Ha, some days ago I made Qwen generate a scenario for a documentary Seeds in the Web [1]. I put the beginning in the start window and at some point it suggested to pass to episode 2, with a name compatible with the original scenario. How is that possible?

[1] https://imar.ro/~mbuliga/glc-grok-qwen.html

  • That's wild. Hard to say for sure—could be that your scenario's structure pattern-matched something in Qwen's training data, or it picked up on implicit episodic cues in your writing. The base model has seen a lot of serialized content. What was the original scenario about?

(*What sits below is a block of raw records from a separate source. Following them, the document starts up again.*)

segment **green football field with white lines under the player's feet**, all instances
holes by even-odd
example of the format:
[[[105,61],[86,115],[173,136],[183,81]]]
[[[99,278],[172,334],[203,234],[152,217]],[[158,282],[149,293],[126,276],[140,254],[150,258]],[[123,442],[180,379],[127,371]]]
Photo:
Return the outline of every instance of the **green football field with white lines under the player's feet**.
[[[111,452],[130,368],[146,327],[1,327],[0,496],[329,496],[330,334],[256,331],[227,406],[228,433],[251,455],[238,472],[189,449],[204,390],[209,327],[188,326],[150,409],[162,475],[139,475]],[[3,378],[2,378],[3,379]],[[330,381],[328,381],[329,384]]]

Can you provide more guidance on to use it? What makes a good first prompt? What if I don't like any of the recommended choices? Seems like I should be able to add my own.

  • There's a demo on the landing page that walks through it. Basically you input any idea—no matter how vague—and the system generates branching directions you could take it. You explore the branches, and when you're satisfied you can export and the system generates a technical screenplay based on your choices. There's no "right" first prompt—I've thrown some of my dumbest ideas at it just to see where the system takes me. That's kind of the point. Regarding adding your own branches—yes, that's on my roadmap. Letting users create their own options and shape the graph more directly. Still a work in progress!

The first group to package this idea into a smooth, usable, repeatable tool and pitch it to a big studio is going to make a lot of money and destroy media forever. I'm sure there are already a ton of people working on it, does anyone know of any?